Microsoft says GPT-4 AI is coming next week with video features

The latest model of ChatGPT will be able to turn text to video  (Alamy / PA)
The latest model of ChatGPT will be able to turn text to video (Alamy / PA)

OpenAI’s ChatGPT chatbot has taken the world by storm, but a more powerful successor could be around the corner.

GPT-4, the next large-language model in the company’s GPT-series after GPT-3.5, which underpins ChatGPT, is apparently coming next week. That’s according to Microsoft Germany’s CTO Andreas Braun, who made the announcement at an event on Thursday (March 9). Previous reports have claimed that GPT-4 could arrive as soon as this spring.

Details of the new AI model has largely been kept under wraps, but Braun claims GPT-4 will boast multimodal capabilities, including the ability to turn text into video. That makes sense, seeing as rivals Meta and Google both revealed text-to-video generators last autumn.

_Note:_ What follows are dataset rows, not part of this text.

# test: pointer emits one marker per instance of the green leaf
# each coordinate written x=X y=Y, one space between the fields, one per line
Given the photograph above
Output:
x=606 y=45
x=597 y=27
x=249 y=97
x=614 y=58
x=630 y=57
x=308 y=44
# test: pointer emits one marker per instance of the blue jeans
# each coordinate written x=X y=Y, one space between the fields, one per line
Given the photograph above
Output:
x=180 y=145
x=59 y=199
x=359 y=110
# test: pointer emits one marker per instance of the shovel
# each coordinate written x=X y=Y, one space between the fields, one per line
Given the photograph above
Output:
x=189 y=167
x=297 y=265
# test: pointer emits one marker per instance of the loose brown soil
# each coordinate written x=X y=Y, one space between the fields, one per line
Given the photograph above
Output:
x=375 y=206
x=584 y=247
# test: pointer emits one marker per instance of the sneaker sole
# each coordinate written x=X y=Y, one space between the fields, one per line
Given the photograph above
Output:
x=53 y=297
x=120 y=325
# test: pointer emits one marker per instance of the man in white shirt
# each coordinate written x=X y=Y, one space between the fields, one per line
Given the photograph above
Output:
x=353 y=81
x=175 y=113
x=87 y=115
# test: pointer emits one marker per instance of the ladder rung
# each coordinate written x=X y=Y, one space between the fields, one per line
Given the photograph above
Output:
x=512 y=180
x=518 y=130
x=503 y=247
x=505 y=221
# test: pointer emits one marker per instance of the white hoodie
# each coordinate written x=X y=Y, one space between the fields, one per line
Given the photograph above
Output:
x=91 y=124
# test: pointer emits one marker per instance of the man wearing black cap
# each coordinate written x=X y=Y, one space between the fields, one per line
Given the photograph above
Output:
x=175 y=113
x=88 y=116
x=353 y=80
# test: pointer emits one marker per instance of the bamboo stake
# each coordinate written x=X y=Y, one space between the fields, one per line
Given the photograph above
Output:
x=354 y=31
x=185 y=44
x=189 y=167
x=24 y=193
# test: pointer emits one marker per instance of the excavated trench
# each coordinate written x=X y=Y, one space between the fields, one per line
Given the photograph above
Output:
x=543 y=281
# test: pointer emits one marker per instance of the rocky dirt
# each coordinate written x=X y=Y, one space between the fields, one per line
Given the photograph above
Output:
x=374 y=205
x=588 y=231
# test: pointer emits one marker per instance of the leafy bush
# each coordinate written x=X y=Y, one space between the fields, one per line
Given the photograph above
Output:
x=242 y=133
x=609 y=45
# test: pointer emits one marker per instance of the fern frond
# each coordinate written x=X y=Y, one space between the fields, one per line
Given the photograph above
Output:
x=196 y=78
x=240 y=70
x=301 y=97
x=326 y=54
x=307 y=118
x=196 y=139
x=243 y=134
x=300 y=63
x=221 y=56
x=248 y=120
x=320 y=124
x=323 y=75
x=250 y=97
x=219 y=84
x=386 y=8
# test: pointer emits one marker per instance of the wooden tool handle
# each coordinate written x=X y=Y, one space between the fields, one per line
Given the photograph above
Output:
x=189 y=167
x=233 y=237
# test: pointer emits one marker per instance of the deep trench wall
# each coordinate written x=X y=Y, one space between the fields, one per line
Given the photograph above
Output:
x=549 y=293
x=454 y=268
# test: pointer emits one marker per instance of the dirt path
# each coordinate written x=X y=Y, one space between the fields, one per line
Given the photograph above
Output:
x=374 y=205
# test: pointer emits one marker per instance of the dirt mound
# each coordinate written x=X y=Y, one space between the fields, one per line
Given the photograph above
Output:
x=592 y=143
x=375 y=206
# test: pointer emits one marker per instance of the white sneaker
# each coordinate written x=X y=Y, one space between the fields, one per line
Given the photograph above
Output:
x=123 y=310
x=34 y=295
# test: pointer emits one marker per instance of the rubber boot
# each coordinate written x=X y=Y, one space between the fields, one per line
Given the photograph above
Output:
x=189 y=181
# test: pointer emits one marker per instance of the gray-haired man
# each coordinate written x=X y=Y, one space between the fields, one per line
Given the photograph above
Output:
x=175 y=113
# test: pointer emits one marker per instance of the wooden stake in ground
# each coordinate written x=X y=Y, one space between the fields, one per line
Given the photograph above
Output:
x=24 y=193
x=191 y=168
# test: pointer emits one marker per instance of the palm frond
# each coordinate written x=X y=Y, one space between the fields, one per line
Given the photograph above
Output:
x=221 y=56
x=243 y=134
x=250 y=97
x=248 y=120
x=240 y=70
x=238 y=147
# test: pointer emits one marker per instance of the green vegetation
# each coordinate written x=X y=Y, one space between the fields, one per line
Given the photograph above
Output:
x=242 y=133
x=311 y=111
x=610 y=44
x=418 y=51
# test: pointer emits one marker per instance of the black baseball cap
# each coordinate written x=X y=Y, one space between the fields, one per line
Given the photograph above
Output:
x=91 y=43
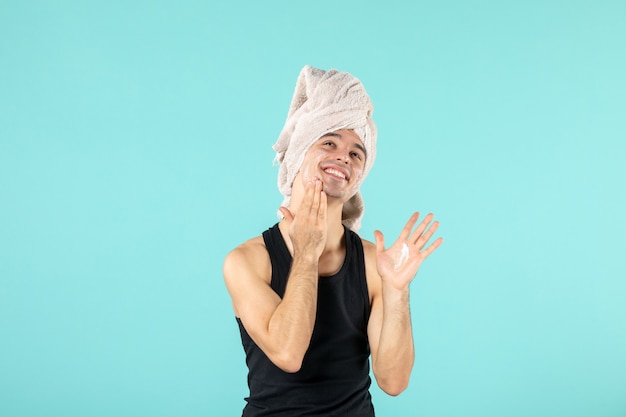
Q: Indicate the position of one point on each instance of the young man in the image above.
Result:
(312, 299)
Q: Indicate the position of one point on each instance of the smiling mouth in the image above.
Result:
(336, 173)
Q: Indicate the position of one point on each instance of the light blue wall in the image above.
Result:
(135, 152)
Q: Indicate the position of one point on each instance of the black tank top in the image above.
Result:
(334, 377)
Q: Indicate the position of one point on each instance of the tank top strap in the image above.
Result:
(280, 259)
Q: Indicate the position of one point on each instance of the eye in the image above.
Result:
(357, 155)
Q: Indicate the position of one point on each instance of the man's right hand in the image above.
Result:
(307, 226)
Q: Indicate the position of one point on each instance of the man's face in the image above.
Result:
(338, 160)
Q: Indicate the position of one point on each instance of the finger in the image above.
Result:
(317, 189)
(307, 201)
(421, 241)
(287, 216)
(406, 231)
(380, 241)
(420, 229)
(323, 207)
(432, 247)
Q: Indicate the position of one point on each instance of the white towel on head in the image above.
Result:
(324, 102)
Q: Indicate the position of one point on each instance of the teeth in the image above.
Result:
(335, 172)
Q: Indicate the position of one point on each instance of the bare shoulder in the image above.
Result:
(248, 260)
(371, 269)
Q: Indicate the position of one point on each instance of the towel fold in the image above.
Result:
(324, 102)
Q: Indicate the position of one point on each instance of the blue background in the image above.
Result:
(135, 152)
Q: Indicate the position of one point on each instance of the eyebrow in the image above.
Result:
(356, 144)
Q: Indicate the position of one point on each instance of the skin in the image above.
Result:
(330, 174)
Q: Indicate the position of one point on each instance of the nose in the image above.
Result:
(344, 157)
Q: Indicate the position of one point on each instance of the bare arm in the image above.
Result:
(389, 329)
(282, 328)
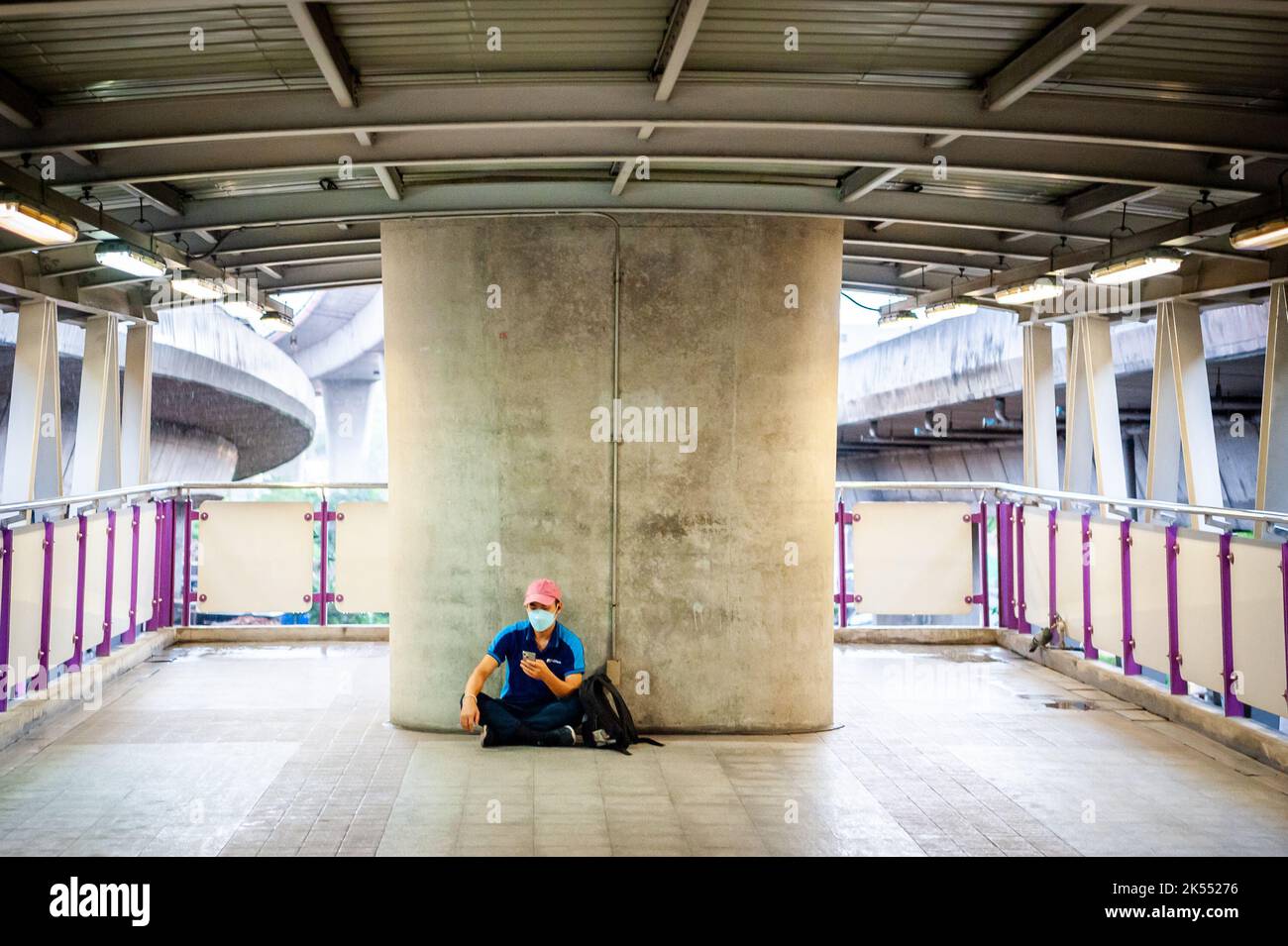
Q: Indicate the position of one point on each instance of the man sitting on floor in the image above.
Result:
(544, 665)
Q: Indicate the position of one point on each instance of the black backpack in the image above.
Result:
(608, 723)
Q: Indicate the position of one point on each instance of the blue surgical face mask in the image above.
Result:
(541, 620)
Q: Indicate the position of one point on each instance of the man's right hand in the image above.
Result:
(469, 713)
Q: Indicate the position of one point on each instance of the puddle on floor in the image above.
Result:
(1056, 701)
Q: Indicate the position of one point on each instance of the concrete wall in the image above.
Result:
(724, 551)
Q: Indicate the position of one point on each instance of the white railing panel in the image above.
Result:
(1037, 566)
(62, 600)
(1257, 619)
(912, 558)
(256, 556)
(1068, 572)
(1198, 607)
(27, 578)
(95, 578)
(1107, 585)
(147, 562)
(1149, 596)
(362, 558)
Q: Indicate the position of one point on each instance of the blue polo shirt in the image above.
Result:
(563, 656)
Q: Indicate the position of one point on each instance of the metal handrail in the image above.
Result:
(1010, 489)
(176, 488)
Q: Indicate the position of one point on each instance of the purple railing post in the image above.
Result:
(1129, 666)
(1021, 617)
(5, 584)
(983, 562)
(1089, 649)
(106, 646)
(171, 517)
(78, 639)
(325, 520)
(188, 515)
(47, 598)
(1051, 529)
(154, 622)
(1283, 579)
(842, 598)
(1005, 567)
(1177, 683)
(132, 631)
(1231, 699)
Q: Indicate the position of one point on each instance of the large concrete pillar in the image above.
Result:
(500, 370)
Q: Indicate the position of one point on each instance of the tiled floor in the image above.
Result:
(944, 751)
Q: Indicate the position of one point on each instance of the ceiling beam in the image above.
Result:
(536, 147)
(1103, 197)
(162, 196)
(60, 205)
(919, 261)
(1175, 233)
(789, 107)
(390, 179)
(623, 174)
(1054, 52)
(17, 104)
(864, 180)
(82, 8)
(681, 31)
(314, 24)
(372, 203)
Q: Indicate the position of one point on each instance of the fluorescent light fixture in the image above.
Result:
(1263, 235)
(1142, 265)
(129, 259)
(1033, 291)
(896, 317)
(37, 224)
(244, 309)
(952, 308)
(193, 286)
(277, 321)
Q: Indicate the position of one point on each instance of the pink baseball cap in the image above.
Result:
(542, 592)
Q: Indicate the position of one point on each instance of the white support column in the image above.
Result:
(97, 464)
(137, 405)
(1273, 446)
(1180, 417)
(34, 447)
(1041, 448)
(1093, 435)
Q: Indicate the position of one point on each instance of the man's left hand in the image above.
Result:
(537, 670)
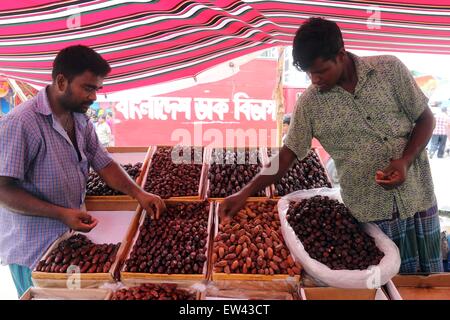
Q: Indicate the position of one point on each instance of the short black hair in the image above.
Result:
(316, 38)
(75, 60)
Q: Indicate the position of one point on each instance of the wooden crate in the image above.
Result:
(91, 280)
(262, 154)
(132, 279)
(215, 294)
(273, 186)
(66, 294)
(234, 281)
(203, 175)
(329, 293)
(122, 155)
(434, 286)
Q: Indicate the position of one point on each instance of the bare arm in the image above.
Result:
(277, 169)
(395, 174)
(16, 199)
(117, 178)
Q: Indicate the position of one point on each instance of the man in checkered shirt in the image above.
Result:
(439, 138)
(47, 145)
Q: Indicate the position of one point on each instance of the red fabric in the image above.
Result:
(157, 41)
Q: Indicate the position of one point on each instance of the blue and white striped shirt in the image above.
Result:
(35, 149)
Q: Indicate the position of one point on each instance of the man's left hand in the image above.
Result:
(149, 202)
(392, 176)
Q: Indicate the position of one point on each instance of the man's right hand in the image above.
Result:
(232, 204)
(78, 220)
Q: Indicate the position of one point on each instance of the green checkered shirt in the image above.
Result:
(362, 131)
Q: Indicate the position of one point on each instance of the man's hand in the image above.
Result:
(151, 202)
(78, 220)
(231, 205)
(392, 176)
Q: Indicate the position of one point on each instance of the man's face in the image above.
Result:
(78, 94)
(325, 74)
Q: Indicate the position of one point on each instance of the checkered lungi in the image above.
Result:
(418, 239)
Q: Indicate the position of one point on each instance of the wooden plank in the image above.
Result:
(111, 205)
(277, 282)
(59, 280)
(338, 294)
(436, 293)
(126, 149)
(184, 198)
(132, 236)
(207, 183)
(422, 281)
(66, 294)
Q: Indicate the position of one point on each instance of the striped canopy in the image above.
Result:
(150, 42)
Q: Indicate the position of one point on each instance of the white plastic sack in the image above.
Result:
(373, 277)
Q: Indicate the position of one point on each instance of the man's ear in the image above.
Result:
(341, 54)
(61, 82)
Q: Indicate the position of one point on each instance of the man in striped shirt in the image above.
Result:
(47, 145)
(439, 138)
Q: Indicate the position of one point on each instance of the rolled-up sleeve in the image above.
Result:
(18, 147)
(96, 154)
(300, 134)
(412, 100)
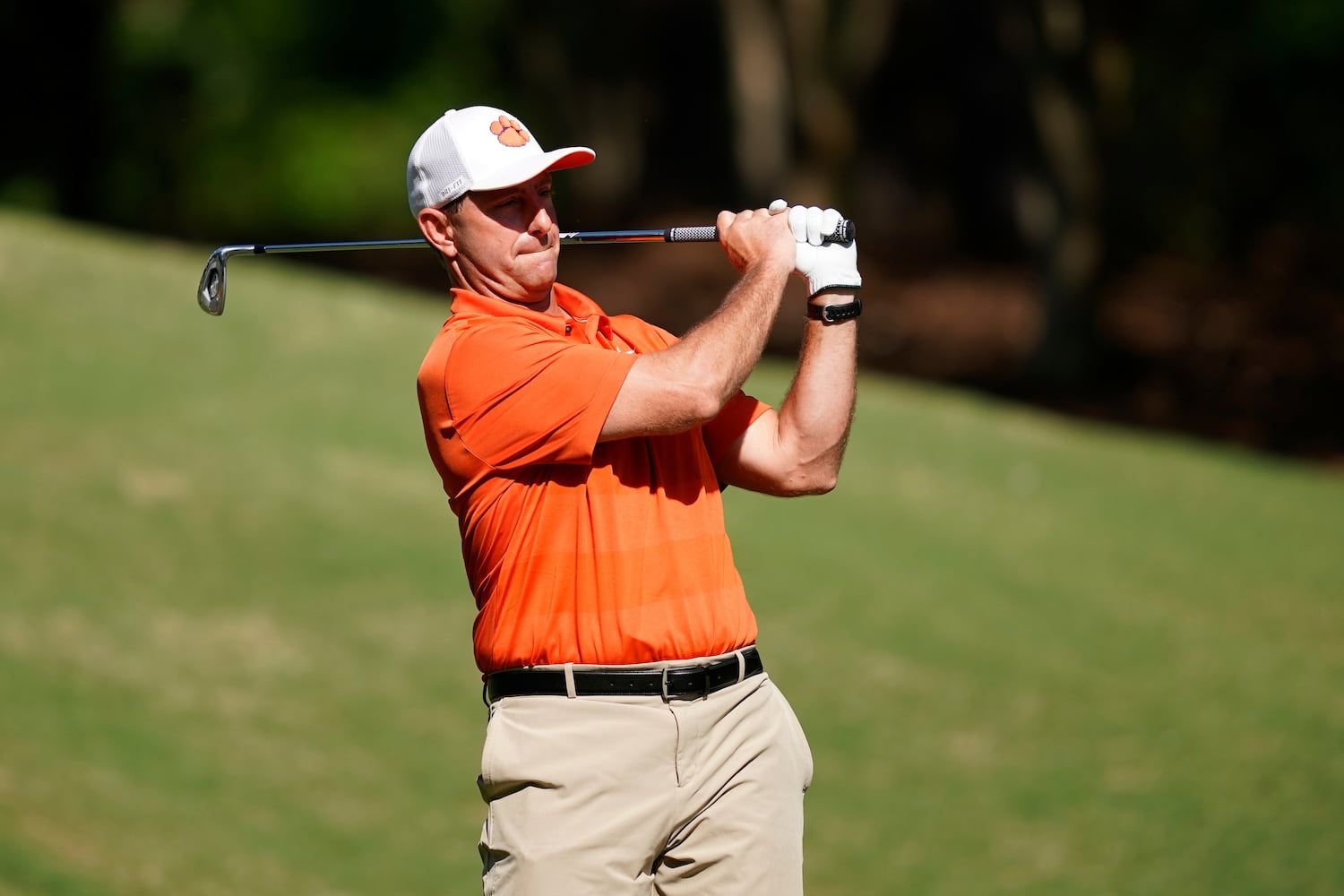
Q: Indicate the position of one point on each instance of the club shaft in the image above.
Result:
(666, 236)
(210, 295)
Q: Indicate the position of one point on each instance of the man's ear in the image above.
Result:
(438, 230)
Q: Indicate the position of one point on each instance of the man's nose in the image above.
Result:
(540, 220)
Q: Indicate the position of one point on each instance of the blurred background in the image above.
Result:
(1121, 210)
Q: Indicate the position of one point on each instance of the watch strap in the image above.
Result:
(835, 314)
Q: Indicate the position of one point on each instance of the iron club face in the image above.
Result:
(211, 293)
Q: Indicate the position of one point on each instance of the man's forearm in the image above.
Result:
(723, 349)
(817, 410)
(690, 382)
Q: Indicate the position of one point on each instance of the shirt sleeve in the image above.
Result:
(521, 397)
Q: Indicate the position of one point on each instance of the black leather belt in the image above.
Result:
(674, 683)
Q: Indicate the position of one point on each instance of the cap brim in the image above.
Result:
(526, 169)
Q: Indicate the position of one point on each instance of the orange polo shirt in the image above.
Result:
(577, 551)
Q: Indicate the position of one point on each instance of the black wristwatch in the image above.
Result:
(835, 314)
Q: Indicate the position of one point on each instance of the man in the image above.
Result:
(634, 743)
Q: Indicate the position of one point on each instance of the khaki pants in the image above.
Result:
(599, 796)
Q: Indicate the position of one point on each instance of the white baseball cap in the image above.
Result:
(478, 148)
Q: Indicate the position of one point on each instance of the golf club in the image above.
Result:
(210, 296)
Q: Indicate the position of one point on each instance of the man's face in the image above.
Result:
(507, 242)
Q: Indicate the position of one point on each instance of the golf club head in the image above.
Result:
(211, 293)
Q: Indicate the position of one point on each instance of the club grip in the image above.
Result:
(841, 234)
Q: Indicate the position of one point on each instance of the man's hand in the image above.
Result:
(827, 266)
(754, 237)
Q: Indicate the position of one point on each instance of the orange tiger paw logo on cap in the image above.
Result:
(510, 132)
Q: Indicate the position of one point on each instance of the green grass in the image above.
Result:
(1031, 656)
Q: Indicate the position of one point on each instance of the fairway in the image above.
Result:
(1032, 656)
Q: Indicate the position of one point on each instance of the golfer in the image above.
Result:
(634, 742)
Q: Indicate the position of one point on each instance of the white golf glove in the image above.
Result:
(825, 265)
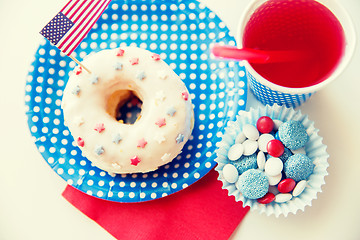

It’s probably no coincidence that Microsoft is holding a special event next week, on Thursday, March 16. The tech giant’s boss, Satya Nadella, will be present at the demonstration, where the company will showcase the “future of AI”, including how it will work in productivity apps like Teams, Word, and Outlook.

So what can GPT-4 actually do? If it’s anything like the tech shown off by Google and Meta, it will be able to create short videos based on rough text descriptions of a scene. It will also boost the resolution of the clips using other AI models to make them look clearer. Still, the systems have their limits: the videos created by them tend to look artificial, with blurred subjects and distorted animation, and they lack sound.

Still, making the jump from current image-generating AI to video is a pretty big advancement in and of itself.

As Meta CEO Mark Zuckerberg previously explained: “It’s much harder to generate video than photos because, beyond correctly generating each pixel, the system also has to predict how they’ll change over time.”

Notably, OpenAI already boasts a tool called Dall-E that can create images from natural language descriptions.

In a nutshell, language models are algorithms that can recognise, summarise, and generate text based on knowledge gained from large datasets, including info scraped from websites such as Wikipedia. These training data components are known as parameters and essentially indicate the skill of the model on a problem, such as generating text.

The largest model in GPT 3.5 has 175 billion parameters. By comparison, Meta recently released its own language model to researchers, which has a maximum of 65 billion parameters.

It’s unclear what sort of parameters GPT-4 will have. OpenAI CEO Sam Altman previously shot down wild rumours that suggested GPT-4 would substantially increase the parameter count from GPT-3 from 175 billion to 100 trillion, calling them “complete bulls**t”.

In January, OpenAI CEO Sam Altman reportedly demoed GPT-4 to members of Congress in order to ease their concerns over the dangers of AI, including the tech’s ability to mimic human writers and create convincing images of fake events, known as deepfakes. Altman reportedly showed how the new system will have greater security controls than previous models.

OpenAI’s GPT-3.5 language model is already powering a range of chatbots, including its proprietary ChatGPT tool, along with bots from the likes of Microsoft (which is an OpenAI investor), Snapchat, Discord, and Slack.

At the Microsoft Germany event, the company also rehashed some of the features it had already revealed, including the tech’s ability to answer and summarise calls for sales reps.